More and more often I see comments on videos asking, "Is this AI?" There are full-blown subreddits dedicated to that question. As the technology improves, it becomes harder and harder to tell the difference between real and generated images and videos. People take polls, noticing certain markers — short length of the video, shifting and inconsistent background, etc. But those things will eventually get fixed, and there will be truly no way to tell reality from fiction.
Sometimes I see a video so bizarre that I think, "There's no way it's real!" But then I look at the comments and see a lot of people say that the video predates the creation of generative AI and that they saw it back in the 2010s. And it appears as if we rely on our own collective memory of all the old videos to confirm that.

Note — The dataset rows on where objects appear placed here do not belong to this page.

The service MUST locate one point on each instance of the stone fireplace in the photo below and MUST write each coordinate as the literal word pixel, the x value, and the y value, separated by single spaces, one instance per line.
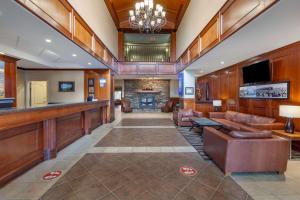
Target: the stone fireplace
pixel 147 94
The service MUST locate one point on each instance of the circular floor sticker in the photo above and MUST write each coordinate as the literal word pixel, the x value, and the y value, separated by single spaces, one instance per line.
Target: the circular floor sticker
pixel 52 175
pixel 188 171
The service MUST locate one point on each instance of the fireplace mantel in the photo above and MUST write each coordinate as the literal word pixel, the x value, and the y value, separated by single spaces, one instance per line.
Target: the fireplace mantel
pixel 148 91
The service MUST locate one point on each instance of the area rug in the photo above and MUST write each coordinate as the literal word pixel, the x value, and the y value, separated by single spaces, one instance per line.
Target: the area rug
pixel 194 138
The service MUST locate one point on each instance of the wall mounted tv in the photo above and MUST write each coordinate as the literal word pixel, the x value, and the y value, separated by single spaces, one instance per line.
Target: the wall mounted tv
pixel 257 73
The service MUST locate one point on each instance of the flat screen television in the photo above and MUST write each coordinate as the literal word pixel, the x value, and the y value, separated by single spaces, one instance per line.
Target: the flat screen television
pixel 257 73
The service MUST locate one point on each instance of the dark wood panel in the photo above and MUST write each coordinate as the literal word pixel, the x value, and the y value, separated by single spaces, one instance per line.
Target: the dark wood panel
pixel 20 148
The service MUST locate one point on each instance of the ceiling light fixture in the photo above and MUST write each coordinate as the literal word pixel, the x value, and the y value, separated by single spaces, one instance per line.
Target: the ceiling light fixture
pixel 48 40
pixel 146 18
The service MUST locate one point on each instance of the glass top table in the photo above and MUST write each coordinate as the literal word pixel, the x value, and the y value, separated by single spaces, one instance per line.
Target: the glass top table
pixel 203 121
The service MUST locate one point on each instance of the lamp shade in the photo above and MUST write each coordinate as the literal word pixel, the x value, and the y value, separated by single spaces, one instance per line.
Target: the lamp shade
pixel 217 103
pixel 289 111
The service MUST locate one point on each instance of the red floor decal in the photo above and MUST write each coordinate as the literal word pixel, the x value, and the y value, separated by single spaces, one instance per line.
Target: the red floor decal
pixel 52 175
pixel 188 171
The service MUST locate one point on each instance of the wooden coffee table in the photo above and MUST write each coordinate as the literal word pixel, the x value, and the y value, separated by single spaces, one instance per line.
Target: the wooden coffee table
pixel 288 136
pixel 203 122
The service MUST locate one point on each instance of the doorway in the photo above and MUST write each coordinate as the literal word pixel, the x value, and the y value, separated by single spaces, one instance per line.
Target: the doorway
pixel 38 93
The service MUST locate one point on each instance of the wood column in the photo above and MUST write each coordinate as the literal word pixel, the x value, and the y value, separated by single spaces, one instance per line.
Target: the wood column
pixel 49 131
pixel 173 47
pixel 121 46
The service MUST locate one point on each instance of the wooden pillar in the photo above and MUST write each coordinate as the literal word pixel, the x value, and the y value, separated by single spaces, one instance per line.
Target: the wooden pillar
pixel 173 47
pixel 121 46
pixel 49 131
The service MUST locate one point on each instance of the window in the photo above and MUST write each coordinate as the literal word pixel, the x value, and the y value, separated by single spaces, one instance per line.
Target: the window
pixel 2 91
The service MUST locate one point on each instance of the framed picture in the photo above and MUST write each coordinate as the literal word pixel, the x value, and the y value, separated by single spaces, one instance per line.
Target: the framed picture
pixel 91 90
pixel 66 86
pixel 266 91
pixel 189 91
pixel 91 82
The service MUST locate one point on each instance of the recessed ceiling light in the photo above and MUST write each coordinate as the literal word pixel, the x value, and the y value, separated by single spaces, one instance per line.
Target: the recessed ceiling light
pixel 48 40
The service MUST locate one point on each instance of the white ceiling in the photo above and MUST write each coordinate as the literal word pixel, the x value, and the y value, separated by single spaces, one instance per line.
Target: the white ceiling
pixel 22 35
pixel 277 27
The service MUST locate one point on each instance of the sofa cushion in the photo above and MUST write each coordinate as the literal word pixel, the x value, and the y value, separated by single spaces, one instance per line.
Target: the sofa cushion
pixel 185 119
pixel 261 120
pixel 230 115
pixel 187 113
pixel 250 135
pixel 228 124
pixel 242 118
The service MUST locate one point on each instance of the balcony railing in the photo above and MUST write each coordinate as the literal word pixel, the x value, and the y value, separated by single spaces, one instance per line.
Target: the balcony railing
pixel 147 52
pixel 147 68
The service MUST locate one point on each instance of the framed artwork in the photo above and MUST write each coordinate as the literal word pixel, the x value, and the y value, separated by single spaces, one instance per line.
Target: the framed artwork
pixel 66 86
pixel 266 91
pixel 189 91
pixel 91 82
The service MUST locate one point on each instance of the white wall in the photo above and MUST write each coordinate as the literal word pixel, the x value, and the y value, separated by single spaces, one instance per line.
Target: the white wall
pixel 174 88
pixel 52 78
pixel 188 81
pixel 97 16
pixel 196 17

It reminds me of the phenomenon called "low-background steel". After the first nuclear bomb detonation, the air got filled with new radioactive isotopes. And because steel production requires massive air injection, every piece of steel produced after 1945 was contaminated with traces of nuclear fallout. It wasn't a problem in most cases, but for some sensitive scientific equipment, like Geiger counters, you really needed uncontaminated steel. You can't measure radiation if your instrument itself is radioactive. That's why steel produced before 1945 became valuable. Typically, it was sourced from ships — either from regular scrapping or shipwrecks.
Since the end of atmospheric testing of nuclear bombs, it's not as much of a problem anymore, as the radiation has mostly returned to background levels. And for the sensitive equipment, steel can be produced via methods that control the air source. Or you can just switch to other materials.
What will happen with generated videos though, I don't know. There's no half-life of this technology, it won't decay. Maybe new technologies will appear that will be able to tell what's generated and what's not — with certainty, not with assumptions, as AI does now. Maybe AI bubble will pop and it won't be free to use anymore — it's expensive to run all those data centers — and people will have to stop using it for silly stuff, it'll become niche. Or maybe we'll be rewatching videos made before 2020 until the end of times.
It's fascinating to read! I don't know what will happen in the future as well, but I'm also very curious about it.
Great and interesting read! Coincidently, my 11 year old boy is all about nuclear catastrophes these days. We too show each other various impressive videos. Then the other one often downplays it saying: pfff, it's AI.
The AI bubble can't burst. The US Government and many American companies have bet everything on AI. They need people to use and pay for AI, so they're trying to push AI everywhere. Furthermore, they won't accept losing the AI race to China, even though they've already lost it. People can criticize China all they want, but in the end, they offer great services for a fraction of the price.